Key points to remember about the search
schema include the following:
-
It contains the mapping between crawled
properties and managed properties, including the order of mapping for those
cases that have mapped multiple crawled properties.
-
It maintains the settings for which index stores
the managed property.
-
It contains the settings or properties for each
of the different managed properties.
-
Site collection administrators can change the
search schema for a particular site collection using the site settings page,
and customize the search experience for that specific site collection. This is
a new capability in SharePoint 2013.
-
It is possible to have multiple search schemas.
ü Analytics Processing
This is a brand-new component for the search architecture. Its purpose is
to analyze the content and how users interact with the content to improve
search relevance, create search reports and recommendations, and create deep
links.
The analytics component analyzes
two different types of information:
·
Search Analytics – Information from crawled
items that is stored in the index
·
Usage Analytics – Information about how users
interact with the search results, such as how many times an item is viewed.
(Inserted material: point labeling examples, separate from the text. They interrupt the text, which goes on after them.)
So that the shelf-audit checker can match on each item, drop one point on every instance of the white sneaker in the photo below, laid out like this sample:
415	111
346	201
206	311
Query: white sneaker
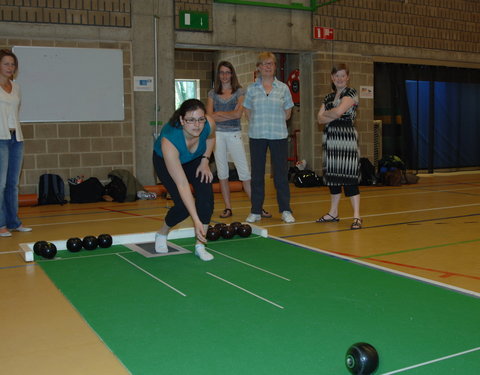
161	243
5	234
253	218
202	253
287	217
21	228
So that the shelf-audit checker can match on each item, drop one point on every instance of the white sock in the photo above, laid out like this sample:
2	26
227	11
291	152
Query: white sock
161	243
202	253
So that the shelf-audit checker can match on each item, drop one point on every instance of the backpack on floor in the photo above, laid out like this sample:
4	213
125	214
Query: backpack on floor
51	189
116	189
307	178
367	171
89	191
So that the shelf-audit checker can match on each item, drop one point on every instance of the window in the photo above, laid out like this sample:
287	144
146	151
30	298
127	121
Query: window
186	89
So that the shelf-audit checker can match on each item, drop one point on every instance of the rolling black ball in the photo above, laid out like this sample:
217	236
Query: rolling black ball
90	242
361	359
213	234
104	240
74	244
244	230
235	225
227	232
38	246
48	251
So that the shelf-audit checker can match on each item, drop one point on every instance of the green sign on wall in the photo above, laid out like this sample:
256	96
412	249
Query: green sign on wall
193	20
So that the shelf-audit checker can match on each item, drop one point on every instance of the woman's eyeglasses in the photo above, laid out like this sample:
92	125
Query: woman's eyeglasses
191	121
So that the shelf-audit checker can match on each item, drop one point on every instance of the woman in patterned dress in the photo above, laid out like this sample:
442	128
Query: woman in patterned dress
225	106
341	156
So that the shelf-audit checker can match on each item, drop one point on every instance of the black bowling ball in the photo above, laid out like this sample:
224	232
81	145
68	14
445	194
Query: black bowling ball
244	230
104	240
90	242
74	244
235	225
213	234
227	232
361	359
48	251
38	245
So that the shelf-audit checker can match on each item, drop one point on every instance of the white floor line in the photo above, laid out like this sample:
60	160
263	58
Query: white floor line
245	290
384	214
274	205
152	276
432	361
386	269
248	264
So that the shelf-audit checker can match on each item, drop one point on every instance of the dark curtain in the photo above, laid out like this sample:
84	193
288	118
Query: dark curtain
430	114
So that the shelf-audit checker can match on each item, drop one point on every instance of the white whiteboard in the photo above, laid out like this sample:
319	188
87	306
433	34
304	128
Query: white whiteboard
70	84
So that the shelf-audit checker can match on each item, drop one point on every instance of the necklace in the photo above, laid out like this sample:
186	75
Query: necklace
7	86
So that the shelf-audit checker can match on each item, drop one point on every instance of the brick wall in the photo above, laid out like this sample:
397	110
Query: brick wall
448	25
114	13
192	64
361	74
202	6
85	148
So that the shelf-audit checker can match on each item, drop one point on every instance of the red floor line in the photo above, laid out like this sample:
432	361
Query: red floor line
443	274
130	213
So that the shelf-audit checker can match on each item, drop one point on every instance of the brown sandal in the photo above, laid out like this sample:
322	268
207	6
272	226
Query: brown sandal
227	212
327	218
357	223
266	214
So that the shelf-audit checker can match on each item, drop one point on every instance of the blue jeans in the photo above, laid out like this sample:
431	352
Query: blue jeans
11	156
279	157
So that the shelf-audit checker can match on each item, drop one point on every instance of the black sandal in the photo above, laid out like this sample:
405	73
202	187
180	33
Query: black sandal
327	218
357	223
266	214
227	212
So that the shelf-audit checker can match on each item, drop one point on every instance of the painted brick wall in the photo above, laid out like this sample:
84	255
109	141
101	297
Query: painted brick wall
114	13
85	148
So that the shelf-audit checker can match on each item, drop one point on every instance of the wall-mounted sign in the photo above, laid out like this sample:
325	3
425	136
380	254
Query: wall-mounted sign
193	20
366	92
142	83
322	33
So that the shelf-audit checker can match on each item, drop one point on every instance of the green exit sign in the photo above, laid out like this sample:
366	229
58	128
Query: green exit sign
193	20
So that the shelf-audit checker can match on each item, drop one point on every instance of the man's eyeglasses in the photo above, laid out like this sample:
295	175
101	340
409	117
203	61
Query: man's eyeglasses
191	121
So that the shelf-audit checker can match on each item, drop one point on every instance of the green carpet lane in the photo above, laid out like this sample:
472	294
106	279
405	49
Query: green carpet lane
328	304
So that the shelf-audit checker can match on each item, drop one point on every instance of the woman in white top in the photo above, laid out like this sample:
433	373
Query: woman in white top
11	146
225	105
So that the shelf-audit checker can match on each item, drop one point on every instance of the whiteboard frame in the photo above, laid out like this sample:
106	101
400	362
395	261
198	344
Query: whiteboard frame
60	84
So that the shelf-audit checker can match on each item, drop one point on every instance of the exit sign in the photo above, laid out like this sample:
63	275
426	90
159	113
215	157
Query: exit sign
322	33
193	20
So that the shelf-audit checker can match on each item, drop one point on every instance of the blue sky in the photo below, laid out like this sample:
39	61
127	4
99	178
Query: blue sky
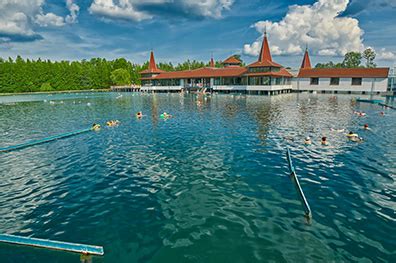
194	29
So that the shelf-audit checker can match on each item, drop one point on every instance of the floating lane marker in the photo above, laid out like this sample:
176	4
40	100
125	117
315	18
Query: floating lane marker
41	141
387	106
300	192
50	244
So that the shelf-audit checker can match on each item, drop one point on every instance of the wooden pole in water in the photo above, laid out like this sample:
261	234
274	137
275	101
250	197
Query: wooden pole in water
297	185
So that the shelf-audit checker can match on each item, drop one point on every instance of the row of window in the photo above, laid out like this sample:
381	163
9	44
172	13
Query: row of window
336	81
263	69
256	81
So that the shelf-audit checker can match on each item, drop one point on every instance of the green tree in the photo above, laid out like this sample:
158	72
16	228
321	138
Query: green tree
121	77
369	55
46	87
352	60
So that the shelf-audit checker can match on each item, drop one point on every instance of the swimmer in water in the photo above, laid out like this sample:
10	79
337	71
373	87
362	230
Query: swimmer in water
112	123
354	137
337	130
165	115
95	127
139	115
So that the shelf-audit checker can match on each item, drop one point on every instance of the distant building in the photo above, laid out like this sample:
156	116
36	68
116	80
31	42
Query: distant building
262	76
340	80
267	77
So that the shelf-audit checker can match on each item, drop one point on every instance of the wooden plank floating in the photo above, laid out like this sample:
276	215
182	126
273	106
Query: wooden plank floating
41	141
50	244
297	185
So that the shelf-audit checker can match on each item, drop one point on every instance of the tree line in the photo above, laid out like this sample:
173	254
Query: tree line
353	60
26	75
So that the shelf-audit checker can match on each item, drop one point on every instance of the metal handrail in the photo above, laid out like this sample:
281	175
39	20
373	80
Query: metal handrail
51	244
294	178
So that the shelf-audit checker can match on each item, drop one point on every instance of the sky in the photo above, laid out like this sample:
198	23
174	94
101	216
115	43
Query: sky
177	30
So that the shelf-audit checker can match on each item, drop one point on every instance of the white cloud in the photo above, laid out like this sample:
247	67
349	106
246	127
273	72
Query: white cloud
20	18
124	9
138	10
386	55
318	26
49	19
74	10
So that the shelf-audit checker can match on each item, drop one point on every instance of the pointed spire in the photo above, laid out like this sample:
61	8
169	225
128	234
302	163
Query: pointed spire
265	53
306	61
152	65
211	64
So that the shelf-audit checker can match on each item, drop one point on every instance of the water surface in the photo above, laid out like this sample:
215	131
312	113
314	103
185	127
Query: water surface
209	185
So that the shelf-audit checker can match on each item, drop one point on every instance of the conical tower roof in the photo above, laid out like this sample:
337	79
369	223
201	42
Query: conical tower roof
265	53
152	66
306	61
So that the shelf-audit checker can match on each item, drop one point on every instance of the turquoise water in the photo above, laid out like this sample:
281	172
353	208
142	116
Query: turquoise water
209	185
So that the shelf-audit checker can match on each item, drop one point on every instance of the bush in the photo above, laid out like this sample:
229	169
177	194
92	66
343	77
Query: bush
46	87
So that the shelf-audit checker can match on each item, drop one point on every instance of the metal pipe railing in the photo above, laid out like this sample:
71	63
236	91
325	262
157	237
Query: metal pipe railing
293	177
50	244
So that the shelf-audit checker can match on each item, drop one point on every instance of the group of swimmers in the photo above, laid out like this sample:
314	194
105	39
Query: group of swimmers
352	136
163	115
139	115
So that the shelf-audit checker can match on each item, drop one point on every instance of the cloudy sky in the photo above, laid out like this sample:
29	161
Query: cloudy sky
194	29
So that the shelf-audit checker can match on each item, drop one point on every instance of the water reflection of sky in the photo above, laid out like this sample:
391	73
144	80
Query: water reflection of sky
209	184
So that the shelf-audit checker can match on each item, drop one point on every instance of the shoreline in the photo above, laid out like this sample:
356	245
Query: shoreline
54	92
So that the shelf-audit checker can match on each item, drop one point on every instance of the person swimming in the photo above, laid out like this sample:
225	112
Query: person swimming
337	130
95	127
165	116
112	123
352	134
354	137
139	115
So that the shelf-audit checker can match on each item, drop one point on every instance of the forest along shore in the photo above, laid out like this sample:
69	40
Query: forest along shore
54	92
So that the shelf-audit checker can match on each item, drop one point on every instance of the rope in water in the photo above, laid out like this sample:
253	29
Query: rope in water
41	141
300	192
386	106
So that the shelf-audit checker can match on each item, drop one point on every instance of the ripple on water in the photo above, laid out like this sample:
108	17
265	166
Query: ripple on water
209	185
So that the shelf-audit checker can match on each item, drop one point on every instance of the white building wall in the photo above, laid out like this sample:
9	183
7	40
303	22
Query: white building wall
252	88
368	85
161	88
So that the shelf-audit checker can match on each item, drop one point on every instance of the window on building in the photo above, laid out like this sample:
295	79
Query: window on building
314	81
356	81
335	81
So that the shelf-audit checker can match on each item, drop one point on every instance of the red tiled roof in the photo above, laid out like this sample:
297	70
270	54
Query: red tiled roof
203	73
265	53
344	73
152	66
265	63
217	72
232	60
211	63
281	73
306	61
265	58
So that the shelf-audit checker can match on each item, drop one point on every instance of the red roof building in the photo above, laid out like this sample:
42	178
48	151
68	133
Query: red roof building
306	64
263	72
306	71
232	61
357	80
152	69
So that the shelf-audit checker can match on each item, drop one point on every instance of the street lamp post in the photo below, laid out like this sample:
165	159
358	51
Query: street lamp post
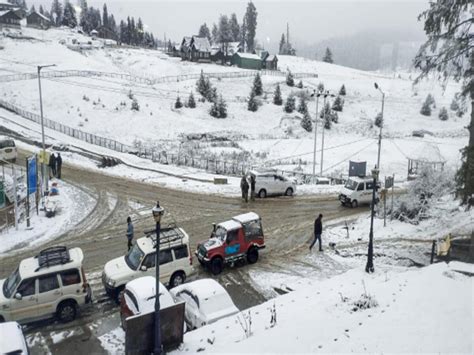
381	124
369	268
44	176
157	214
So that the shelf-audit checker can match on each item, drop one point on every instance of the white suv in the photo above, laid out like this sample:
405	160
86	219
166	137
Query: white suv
175	261
50	284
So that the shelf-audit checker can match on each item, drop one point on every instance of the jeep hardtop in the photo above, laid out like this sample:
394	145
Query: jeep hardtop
237	239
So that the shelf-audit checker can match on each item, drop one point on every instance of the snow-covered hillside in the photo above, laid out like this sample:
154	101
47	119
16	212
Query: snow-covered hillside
103	106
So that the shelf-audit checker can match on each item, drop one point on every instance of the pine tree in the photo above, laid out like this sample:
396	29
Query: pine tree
290	104
306	122
257	85
302	106
328	56
178	103
342	91
277	100
338	104
443	114
251	26
191	101
290	81
252	104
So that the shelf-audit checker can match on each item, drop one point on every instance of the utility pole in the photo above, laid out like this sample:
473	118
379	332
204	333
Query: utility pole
44	176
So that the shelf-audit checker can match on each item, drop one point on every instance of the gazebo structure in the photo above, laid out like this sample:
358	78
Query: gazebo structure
428	156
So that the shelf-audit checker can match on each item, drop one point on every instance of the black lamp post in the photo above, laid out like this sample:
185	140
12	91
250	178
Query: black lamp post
157	213
369	268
The Web Analytics capability in SharePoint 2010 has been discontinued,
replaced by the analytics processing component
in SharePoint 2013. This change was necessary to increase performance and
scalability. The analytics component provides additional capabilities such as
report of top items, recommendations, and dynamic improvement of search result
relevancy.
ü Index Processing
The index is the key to providing the best search experience, as its
content determines what users find when executing search queries. SharePoint
2013 Search is a data access technology,
because it provides access to information beyond just the search box query.
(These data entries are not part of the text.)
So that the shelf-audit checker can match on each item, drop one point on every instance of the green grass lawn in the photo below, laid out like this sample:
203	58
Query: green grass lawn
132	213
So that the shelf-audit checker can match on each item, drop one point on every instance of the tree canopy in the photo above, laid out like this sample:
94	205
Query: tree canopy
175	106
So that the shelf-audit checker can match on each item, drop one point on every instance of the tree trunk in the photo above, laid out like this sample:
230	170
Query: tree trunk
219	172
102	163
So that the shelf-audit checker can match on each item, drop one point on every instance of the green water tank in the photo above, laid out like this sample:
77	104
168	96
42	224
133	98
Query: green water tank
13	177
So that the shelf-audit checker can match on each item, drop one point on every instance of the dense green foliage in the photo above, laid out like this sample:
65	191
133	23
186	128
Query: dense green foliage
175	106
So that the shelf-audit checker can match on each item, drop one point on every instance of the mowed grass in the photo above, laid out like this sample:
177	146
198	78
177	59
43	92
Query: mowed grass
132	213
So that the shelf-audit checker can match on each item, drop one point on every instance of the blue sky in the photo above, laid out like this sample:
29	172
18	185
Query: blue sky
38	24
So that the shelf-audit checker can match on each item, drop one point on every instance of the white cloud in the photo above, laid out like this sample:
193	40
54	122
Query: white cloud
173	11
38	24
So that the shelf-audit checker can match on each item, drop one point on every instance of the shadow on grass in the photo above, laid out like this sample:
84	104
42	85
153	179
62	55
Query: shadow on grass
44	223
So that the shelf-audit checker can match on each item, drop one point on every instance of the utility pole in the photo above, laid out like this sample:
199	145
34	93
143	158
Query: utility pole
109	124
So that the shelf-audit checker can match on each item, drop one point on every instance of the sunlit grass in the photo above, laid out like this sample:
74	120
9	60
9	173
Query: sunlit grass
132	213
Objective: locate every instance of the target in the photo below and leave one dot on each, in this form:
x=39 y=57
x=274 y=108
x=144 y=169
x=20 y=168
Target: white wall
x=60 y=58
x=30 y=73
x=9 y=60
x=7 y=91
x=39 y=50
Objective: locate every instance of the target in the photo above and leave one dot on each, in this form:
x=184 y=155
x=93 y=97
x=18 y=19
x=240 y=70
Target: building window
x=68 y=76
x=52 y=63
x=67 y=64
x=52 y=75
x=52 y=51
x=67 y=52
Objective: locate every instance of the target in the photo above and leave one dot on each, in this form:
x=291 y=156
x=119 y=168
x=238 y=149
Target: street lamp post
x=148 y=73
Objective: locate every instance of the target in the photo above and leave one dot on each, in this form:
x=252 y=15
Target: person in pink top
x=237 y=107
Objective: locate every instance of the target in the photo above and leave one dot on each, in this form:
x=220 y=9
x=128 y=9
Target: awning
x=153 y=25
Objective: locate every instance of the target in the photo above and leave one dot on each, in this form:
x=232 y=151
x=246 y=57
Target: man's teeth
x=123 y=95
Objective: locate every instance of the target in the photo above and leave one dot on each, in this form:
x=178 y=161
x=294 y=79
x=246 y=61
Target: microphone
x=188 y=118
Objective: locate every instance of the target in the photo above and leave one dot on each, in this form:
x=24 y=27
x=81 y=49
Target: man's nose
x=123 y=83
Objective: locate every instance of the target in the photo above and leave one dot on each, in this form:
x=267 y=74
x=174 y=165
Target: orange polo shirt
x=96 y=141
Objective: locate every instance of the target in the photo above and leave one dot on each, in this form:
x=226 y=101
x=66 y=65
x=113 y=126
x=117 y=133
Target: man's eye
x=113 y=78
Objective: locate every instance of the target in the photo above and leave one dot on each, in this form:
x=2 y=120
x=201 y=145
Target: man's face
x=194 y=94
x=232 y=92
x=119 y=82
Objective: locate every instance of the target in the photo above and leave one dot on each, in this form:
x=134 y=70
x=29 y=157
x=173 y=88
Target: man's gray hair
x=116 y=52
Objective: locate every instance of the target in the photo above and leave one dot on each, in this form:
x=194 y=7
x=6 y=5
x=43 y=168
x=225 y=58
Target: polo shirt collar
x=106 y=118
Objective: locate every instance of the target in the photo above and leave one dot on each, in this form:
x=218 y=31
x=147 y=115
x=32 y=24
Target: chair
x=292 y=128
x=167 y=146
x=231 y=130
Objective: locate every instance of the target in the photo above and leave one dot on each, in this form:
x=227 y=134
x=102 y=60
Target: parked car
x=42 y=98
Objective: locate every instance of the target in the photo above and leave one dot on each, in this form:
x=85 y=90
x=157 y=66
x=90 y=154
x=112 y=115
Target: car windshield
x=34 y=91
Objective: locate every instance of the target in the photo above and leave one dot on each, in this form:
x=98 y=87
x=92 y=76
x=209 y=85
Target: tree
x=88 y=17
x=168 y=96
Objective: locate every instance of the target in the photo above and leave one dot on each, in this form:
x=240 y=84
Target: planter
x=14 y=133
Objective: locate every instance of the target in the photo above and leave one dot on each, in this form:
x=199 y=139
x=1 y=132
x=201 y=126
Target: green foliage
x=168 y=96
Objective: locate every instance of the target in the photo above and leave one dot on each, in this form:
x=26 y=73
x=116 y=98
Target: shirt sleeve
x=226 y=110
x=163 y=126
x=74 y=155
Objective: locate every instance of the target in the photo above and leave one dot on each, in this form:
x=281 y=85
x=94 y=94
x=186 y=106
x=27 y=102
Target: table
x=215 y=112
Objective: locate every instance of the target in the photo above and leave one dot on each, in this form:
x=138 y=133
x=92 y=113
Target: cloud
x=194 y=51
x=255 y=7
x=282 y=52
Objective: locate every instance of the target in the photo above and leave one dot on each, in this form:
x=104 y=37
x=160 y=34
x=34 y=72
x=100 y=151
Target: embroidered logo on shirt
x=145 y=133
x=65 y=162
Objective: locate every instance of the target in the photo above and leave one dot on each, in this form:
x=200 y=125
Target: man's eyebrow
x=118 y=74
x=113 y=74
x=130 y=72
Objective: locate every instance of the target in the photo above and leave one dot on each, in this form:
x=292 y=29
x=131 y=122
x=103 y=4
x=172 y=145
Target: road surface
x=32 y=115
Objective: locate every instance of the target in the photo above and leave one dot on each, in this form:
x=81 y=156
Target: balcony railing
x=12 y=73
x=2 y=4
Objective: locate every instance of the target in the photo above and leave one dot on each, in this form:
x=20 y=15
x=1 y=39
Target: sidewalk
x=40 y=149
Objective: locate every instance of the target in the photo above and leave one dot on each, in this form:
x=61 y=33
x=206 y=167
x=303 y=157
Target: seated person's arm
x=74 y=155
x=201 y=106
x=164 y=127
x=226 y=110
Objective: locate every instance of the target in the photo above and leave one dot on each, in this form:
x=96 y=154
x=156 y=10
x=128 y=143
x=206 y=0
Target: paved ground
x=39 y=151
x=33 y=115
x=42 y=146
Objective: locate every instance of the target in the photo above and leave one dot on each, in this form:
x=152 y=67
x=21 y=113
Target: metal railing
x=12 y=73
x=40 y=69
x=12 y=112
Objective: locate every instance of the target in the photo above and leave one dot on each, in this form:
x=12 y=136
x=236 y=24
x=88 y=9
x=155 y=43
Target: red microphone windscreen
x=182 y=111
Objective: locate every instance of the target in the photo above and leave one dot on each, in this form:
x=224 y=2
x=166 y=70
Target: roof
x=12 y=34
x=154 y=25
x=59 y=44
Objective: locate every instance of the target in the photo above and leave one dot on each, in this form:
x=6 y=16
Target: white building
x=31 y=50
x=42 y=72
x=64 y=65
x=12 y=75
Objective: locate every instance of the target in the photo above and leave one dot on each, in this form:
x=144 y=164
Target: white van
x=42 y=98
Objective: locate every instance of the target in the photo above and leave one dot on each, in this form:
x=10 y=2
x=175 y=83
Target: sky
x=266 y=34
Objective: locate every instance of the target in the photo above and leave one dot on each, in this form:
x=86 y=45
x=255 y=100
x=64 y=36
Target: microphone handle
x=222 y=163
The index component receives crawled and processed content and this information
is added to the search index. This component also handles incoming queries,
retrieves information from the search index, and sends back the result set to
the query processing component.
The index processing architecture
can be divided into:
·
Index partition
·
Index replica
·
Index component
SharePoint 2013 stores all the index on disk. Search capability is scaled using index partitions and index
replicas; the “row and columns” terminology from SharePoint 2010 is gone.
ü Query Processing, Query
Rules and Result Sources
The query-processing component analyzes incoming queries, which are sent
to the index component, which returns a set of results. This component performs
linguistic analysis of the query, including word-breaking, which determines the
boundaries of the words in the query, and stemming, which defines the base or
root form of the words in the query. Once the query is processed, the query is submitted
to the index component, which returns results from the index. The results are
returned to the query component, where they are further processed before
returning the results to the search front end.
Query rules and result sources are new features in
SharePoint 2013. Query rules can be
used to conditionally promote certain results, display the results in blocks,
and tune relevancy. Results sources
are used to scope the search results.
ü Administration
This component is responsible for running processes that are essential to
search, including new component provisioning. The search administration database
stores search configuration data, such as the topology, crawl rules, and the
mappings between crawled and managed properties. Each search service
application can have only one search administration component. The current
search configuration is accessible through central administration, but
modifying the search topology requires PowerShell.
This completes the architecture overview. As you have seen, several
enhancements have been made to the search architecture, and these changes have
resulted in a very powerful search capability.